環境変数にする場合、RubyではENV['変数名']で値を取得する。

引数として渡す方が簡単な気もするが、引数に渡したファイル名でARGFを使いたい場合は、引数をファイル名以外に渡せない。ARGFを使うことをあきらめ、3つ目の引数にファイル名を渡してFile.open(ARGV[2])のように扱うしかない。しかし、環境変数を利用してRubyでシェル変数を使う方法を採用すると、引数に渡すものがなくなるので、ファイル名を唯一の引数として指定できる。

ARGFを使えるようになると、Rubyの-iオプションも使えるようになる。ファイルの内容を置換等して編集後、そのままファイルを保存したい場合、in-placeモードでRubyを実行する。Rubyワンライナーで行単位で決まったパターンで置換編集する場合はARGFやFileクラスを使う必要がないが、パターンを外部からパラメータとして渡したい場合や、複数行に渡る正規表現の置換をするために全行を一度に取得する場合は、ARGF等を使わなければならない。
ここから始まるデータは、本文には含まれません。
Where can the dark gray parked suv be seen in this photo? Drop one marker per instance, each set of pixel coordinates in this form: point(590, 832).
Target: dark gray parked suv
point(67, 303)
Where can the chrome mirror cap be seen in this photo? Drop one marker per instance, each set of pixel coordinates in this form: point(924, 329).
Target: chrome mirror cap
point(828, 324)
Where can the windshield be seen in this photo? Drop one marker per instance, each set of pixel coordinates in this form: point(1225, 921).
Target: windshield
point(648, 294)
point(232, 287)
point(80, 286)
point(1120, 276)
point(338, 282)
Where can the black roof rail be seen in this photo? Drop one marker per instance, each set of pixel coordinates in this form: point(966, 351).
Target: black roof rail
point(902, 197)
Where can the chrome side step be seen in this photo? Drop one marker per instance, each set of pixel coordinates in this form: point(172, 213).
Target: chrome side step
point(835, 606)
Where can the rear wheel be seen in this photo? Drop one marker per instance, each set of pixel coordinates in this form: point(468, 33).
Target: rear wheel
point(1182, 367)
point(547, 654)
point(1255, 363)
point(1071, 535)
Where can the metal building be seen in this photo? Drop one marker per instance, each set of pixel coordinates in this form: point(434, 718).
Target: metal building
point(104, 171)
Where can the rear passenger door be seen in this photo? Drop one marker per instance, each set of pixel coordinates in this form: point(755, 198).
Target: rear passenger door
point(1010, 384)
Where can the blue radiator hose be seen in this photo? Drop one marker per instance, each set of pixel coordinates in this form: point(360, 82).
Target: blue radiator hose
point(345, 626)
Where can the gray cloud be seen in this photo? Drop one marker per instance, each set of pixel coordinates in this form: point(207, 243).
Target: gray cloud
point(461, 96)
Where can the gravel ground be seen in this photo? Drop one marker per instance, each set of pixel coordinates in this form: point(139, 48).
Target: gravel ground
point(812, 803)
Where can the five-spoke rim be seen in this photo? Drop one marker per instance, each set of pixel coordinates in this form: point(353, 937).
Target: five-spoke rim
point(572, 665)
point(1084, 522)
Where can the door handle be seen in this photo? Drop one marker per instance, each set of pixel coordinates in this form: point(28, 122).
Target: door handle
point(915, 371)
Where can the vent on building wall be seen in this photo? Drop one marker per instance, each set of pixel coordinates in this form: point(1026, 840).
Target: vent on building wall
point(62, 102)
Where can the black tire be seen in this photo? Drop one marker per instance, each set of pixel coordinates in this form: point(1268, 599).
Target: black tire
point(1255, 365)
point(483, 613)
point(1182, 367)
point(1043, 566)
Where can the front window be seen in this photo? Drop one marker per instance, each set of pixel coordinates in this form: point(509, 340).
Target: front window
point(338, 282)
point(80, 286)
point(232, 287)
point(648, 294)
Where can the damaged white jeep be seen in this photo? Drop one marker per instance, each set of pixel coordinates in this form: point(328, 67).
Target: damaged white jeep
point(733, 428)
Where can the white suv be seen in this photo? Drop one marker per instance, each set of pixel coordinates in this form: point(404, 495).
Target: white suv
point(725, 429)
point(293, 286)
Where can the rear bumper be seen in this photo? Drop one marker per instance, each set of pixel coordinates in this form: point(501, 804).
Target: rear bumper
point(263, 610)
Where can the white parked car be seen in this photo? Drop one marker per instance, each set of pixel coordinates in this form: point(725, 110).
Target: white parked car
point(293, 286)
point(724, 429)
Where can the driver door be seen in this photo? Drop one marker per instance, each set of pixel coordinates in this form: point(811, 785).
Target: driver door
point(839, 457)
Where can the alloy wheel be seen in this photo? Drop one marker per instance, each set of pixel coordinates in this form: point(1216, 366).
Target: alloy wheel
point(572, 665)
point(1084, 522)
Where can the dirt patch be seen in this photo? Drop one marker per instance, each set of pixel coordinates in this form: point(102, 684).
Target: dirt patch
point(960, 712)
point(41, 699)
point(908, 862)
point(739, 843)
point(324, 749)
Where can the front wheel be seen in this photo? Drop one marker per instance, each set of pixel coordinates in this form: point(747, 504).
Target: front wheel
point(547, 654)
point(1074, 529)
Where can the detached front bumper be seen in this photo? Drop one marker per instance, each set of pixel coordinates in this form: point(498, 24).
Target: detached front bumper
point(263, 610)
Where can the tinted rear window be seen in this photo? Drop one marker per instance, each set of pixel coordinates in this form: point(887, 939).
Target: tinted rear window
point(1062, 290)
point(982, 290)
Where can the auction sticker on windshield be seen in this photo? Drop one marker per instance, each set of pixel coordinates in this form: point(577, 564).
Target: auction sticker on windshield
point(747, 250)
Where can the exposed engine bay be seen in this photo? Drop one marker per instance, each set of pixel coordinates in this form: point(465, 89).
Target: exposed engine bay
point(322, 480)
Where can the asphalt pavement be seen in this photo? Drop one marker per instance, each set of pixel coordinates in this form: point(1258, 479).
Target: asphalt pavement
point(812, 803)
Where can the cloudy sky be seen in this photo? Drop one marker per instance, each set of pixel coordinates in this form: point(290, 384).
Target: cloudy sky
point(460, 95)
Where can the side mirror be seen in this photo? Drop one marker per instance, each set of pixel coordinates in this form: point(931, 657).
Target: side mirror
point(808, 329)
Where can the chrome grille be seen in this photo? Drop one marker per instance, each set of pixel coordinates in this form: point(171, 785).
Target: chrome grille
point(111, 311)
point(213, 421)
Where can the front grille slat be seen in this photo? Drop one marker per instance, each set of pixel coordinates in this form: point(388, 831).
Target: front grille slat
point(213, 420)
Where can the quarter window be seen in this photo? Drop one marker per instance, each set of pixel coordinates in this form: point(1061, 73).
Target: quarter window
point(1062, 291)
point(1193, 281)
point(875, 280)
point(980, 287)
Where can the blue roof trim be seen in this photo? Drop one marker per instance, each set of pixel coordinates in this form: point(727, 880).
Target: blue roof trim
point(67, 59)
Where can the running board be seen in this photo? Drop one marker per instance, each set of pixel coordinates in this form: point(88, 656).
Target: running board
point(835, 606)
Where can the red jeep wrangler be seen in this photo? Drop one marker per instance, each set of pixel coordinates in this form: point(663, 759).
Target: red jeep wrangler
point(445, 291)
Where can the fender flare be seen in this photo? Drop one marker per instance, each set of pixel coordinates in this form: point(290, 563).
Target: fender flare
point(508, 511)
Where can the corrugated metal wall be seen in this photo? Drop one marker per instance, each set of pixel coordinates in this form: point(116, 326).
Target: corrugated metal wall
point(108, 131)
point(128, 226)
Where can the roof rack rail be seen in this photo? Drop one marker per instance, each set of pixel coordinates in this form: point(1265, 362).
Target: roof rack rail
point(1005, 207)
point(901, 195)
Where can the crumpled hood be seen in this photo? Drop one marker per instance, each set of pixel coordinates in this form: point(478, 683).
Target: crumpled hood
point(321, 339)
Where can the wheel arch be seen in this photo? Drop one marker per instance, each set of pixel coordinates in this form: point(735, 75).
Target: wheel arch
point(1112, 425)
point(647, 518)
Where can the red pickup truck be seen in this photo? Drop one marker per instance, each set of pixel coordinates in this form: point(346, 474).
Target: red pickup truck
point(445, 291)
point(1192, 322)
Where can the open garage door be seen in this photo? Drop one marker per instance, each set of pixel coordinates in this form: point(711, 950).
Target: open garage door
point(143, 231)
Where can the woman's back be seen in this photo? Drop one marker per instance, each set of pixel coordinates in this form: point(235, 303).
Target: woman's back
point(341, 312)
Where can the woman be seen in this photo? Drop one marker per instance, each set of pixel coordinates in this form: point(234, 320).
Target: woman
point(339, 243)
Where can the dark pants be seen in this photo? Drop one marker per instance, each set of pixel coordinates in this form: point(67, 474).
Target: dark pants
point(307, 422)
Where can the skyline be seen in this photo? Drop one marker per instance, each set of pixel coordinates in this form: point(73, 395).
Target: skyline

例えばtest.txtの"should be "という文字列を取り除きたいという要件であれば、一行ずつ置換していけばいいので、ARGFやFileクラスの話は登場せず、in-place置換は簡単にできる。

しかし、"should be "という文字列自体を引数として渡したいとなると対応できなくなる。"should be"もファイルとして見られてしまうからだ。

File.openで書くと置換自体はできるが、in-place編集はできない。

環境変数を使ってRubyに渡す引数をファイル名だけにし、ARGFを使うとin-place編集できる。

もう一つの例として、複数行に渡る正規表現の置換をする場合も見てみる。test.txtの[start]と[end]で囲まれた箇所を標準入力で渡した内容で書き換えたい。どんなファイル名でも、またどんな置換箇所の識別子でも対応できるようにするため、ファイル名および[start]と[end]はRubyの外から渡さなければいけないとする。こちらも先ほどと同じく、File.openを使ってもin-place編集できないが、ARGFを使うと可能になる。ARGFを使うため、環境変数で変数をRubyに渡さなければならない。